Of course, most of my interactions are with members of my own
department, and I am well aware of the professional activities of
these individuals. It is generally known who are the truly
excellent instructors in my department and which faculty are
engaged in research and professional activities.
I have also served on several university committees where I
learned about the activities of my colleagues in other departments
around the campus. I am truly impressed by the level of
professional activity being performed in departments at SFSU.
But I am also aware that some faculty are either burned out or
have lost interest in the subject matter they teach. Quite
frankly, I do feel that it is not fair to productive faculty if
non-productive faculty are given equal pay increases.
In the math department at SFSU, 85 percent of our faculty were
recommended for Faculty Merit Increases and 85 percent of our
faculty received the merit increases. This indicates that only a
few faculty were given poor evaluations of their professional
activities.
* David Ellis is a mathmatics professor at
San Francisco State University and an active member of the
California Faculty Association.
NO
Faculty are motivated by internal rather than external stimuli.
Cynthia McDermott*
Supplemental pay that rewards extraordinary performance sounds
like a great idea! Each of us wants to be recognized for our work
and financial enhancements can be considered recognition.

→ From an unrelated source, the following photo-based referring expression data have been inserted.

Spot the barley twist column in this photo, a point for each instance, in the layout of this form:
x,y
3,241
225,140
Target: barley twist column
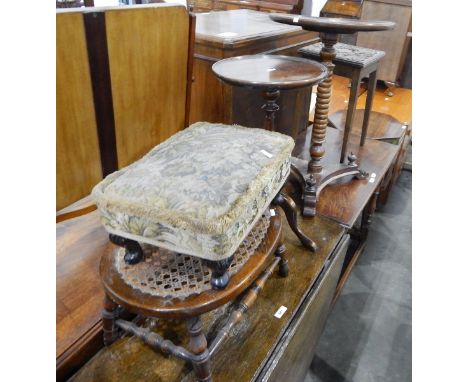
x,y
322,104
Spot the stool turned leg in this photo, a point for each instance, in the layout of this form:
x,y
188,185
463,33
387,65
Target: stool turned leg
x,y
199,347
109,316
369,99
219,272
283,265
289,207
133,251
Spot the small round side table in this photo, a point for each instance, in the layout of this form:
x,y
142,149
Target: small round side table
x,y
271,74
313,176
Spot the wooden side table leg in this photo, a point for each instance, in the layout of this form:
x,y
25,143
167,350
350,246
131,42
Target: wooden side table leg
x,y
109,316
369,100
289,207
199,346
356,81
270,108
319,128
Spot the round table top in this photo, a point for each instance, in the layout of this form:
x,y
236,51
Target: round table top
x,y
333,25
270,72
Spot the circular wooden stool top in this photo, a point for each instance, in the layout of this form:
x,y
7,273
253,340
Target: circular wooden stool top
x,y
381,126
333,25
270,71
146,304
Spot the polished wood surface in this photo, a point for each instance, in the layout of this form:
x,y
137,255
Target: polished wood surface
x,y
78,166
381,126
79,294
333,25
244,355
286,6
156,306
149,89
242,31
395,42
234,33
344,200
119,71
340,8
269,72
293,357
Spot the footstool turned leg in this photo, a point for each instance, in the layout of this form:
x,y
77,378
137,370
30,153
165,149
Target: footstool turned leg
x,y
109,316
133,251
289,207
199,347
283,265
219,272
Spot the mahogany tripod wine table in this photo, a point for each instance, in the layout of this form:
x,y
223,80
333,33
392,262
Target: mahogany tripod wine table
x,y
271,74
312,177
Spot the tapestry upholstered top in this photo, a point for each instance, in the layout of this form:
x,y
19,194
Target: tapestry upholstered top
x,y
198,193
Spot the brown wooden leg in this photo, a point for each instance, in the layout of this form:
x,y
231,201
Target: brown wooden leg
x,y
283,265
219,272
198,346
356,81
369,100
319,129
289,207
109,315
133,251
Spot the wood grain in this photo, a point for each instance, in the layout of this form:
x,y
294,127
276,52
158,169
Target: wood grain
x,y
344,200
148,56
155,306
340,8
79,293
78,166
246,351
233,33
392,42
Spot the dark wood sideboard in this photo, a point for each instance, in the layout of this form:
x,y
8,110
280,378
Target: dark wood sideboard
x,y
235,33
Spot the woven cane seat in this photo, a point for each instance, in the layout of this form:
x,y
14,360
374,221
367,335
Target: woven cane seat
x,y
198,193
123,284
170,274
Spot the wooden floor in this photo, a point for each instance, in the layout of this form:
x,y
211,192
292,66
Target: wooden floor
x,y
398,106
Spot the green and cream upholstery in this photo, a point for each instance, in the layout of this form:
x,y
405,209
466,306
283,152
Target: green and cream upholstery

The managers of university systems link merit pay to this notion
of rewarding those who perform beyond the ordinary, believing that
this process will be the carrot necessary to urge the mules to
move faster, harder, or with greater quality.
But it's not working. Most university faculty do what they do
for the intrinsic joy of it---being a scholar turns them on or the
teaching-learning process keeps them stimulated. I doubt that many
entered the academy planning to get rich. And the academy works as
well as it does because we are colleagues in a community creating
a learning environment to enhance the common good, namely the
minds and souls of our students. Merit expects us to quantify
these actions. How?
Dogs and chickens and rats seem to respond well to external
stimuli as Pavlov, Skinner, and others have proved. But had these
same researchers used cats for their experiments, the results
would have been significantly different.
Merit decisions treat us like dogs, but faculty are independent,
creative thinkers who are intrinsically motivated. Merit plans are
subjective and the merit-pay process demoralizes a community of
learners by promoting unnecessary competition. And its evaluative
nature is managed by administrators who are invited to use their
power in destructive ways.
Merit implies that faculty are not doing their best. There is
much evidence to the contrary.
* Cynthia McDermott is an associate
professor in teacher training at California State
University-Dominguez Hills. She is also active in the California
Faculty Association and the CSU- Dominguez Hills academic senate.